対新潟戦(10−06A)。

スタンディングよりも,まずは足掛かり。


 ちょっとでも,先に進むための足掛かり,であります。もちろん,「勝ち点3」も重要な足掛かりではあるけれど,自分たちが武器にしていこうとしているフットボール,そのフットボールに対する信頼感とも言いましょうか,その信頼感を深めていく,というのも大事な足掛かりかな,と感じます。


 さて。いつも通りのスケジュール,な新潟戦であります。今回は,ちょっと短めの方向で。


 前節では,内容面での手掛かりというか,足掛かりはしっかりとつかめたように感じるのですが,スコア,という部分に手掛かりがつながってくれなかった,特に流れから相手を崩す,という部分へとつながっていってくれなかったことや,試合をしっかりとクローズするべき時間帯に,「縦へのシンプルな攻撃」への対応という部分で課題を残した,という印象でした。
 今節はちょっとだけかも知れないけれど,前進を続けたかな,という印象であります。


 誰かが,ではなくて,チームが全体として得点を奪いに行く,という姿勢と,得点奪取という結果がしっかりと結び付いたこと,であります。ポジションを循環させる,という要素だけを取り出せば,09シーズンの立ち上がりでも確かに表現はされていたのですが,得点という結果に結び付くような形での循環がうまくできていた,とまでは言えませんでした。むしろ,自分たちでフィジカルを厳しくしてしまうような形での循環,ムラが大きな循環だったか,と感じます。相手を揺さぶるのではなくて,ポジションの循環そのものが目的化してしまっているような,そんな形に陥っていたように感じます。その循環が,今季はある程度整理されてきたのではないか,と。
 もちろん,まだ「できる」と思う余地は大きいものがありますし,攻撃を仕掛けるときのリズムが単調に流れてしまう時間帯が多い(ギアを変えることで,もっと攻撃を鋭くできるはず),という部分もあります。トップ,あるいはトップとの距離感を取りながら,なアタッキング・ミッドフィールドが得点を奪取していく,という形,そのオプションを広げていくことも当然に重要な要素ですが,アタッキング・ミッドフィールドがセントラルを前線へと送り出せる,という形が表現できていることは,まずひとつの手掛かりかな,と思います。ポジションを効果的に循環させる中からチャンスを生み出し,得点という結果へと結び付けられた,というのは自分たちの狙うフットボールへの信頼感を深めるにあたって,悪くない収穫ではないか,と思います。
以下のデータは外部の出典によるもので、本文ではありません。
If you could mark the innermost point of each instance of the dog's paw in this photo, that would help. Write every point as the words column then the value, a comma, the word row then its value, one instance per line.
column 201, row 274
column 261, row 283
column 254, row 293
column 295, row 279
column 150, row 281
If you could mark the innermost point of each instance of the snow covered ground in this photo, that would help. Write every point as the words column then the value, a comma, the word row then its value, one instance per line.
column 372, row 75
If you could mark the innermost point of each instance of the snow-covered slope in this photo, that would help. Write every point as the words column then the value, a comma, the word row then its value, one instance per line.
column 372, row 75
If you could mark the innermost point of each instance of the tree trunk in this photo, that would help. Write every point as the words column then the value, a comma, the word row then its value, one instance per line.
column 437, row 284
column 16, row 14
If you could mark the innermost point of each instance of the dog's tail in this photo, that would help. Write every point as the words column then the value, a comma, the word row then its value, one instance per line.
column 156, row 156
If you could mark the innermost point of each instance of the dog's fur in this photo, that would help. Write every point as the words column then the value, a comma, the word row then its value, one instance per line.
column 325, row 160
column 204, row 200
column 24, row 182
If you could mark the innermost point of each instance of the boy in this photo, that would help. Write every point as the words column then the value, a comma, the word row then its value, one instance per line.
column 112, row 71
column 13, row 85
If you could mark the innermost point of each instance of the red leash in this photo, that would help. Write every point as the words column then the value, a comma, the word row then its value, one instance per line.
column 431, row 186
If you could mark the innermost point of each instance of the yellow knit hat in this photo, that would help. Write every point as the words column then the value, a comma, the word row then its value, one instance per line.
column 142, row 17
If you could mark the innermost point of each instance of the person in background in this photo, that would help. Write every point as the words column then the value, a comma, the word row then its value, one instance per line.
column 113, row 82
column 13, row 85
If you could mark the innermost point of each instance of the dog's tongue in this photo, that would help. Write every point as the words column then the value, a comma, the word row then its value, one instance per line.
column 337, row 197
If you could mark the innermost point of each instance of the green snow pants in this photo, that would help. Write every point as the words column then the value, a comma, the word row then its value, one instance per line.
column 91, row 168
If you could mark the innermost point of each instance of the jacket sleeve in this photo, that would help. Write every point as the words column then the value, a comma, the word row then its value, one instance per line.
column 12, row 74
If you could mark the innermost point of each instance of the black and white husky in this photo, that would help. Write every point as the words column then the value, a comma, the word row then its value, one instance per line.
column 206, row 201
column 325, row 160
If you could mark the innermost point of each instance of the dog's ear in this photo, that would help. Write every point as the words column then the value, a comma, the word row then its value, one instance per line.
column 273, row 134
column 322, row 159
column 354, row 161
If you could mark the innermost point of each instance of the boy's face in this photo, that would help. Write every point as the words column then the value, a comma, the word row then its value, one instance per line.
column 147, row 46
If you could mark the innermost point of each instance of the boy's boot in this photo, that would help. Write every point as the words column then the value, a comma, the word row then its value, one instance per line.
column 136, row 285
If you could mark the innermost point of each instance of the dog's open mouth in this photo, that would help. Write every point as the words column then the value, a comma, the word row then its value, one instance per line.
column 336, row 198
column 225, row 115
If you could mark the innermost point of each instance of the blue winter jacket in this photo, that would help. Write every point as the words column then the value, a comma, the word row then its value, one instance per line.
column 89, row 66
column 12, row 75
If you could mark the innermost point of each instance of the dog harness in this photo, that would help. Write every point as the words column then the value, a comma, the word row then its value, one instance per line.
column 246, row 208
 そして,今節は試合をしっかりとクローズできた。もちろん,「縦」に代表される不安定要素はありますが,守備面においても「チームで」守備応対を,という意識が根付きつつある,というのは悪くありません。


 あくまでもシロート目な印象,ではありますが,ボール奪取位置の微調整,がこれからの課題になってくるか,と感じます。自分たちのフットボールにこだわっていく,という姿勢はシーズン序盤から徹底されてはいますが,ボールをどのエリアで奪うか,という側面については,まだ明確な戦術イメージが感じられていない,少なくとも強い印象を受けるまでには行っていないように思います。
 ボール・コントロールを失った直後の対応や,ボール・ホルダーへのアプローチ,その強度がまだ安定性を感じるまでにはいっていない,ように思います。ボール奪取面でのイメージがより明確なものになり,ボール・ホルダーへのプレッシングが安定しはじめると,相手のストロング・ポイントに対応する守備応対がはっきりと見えてくるように思います。


 いずれにしても。戦術的な熟成が(必ずしも直線的ではない,としても)結果に結び付いてきている,と思わせるゲームであります。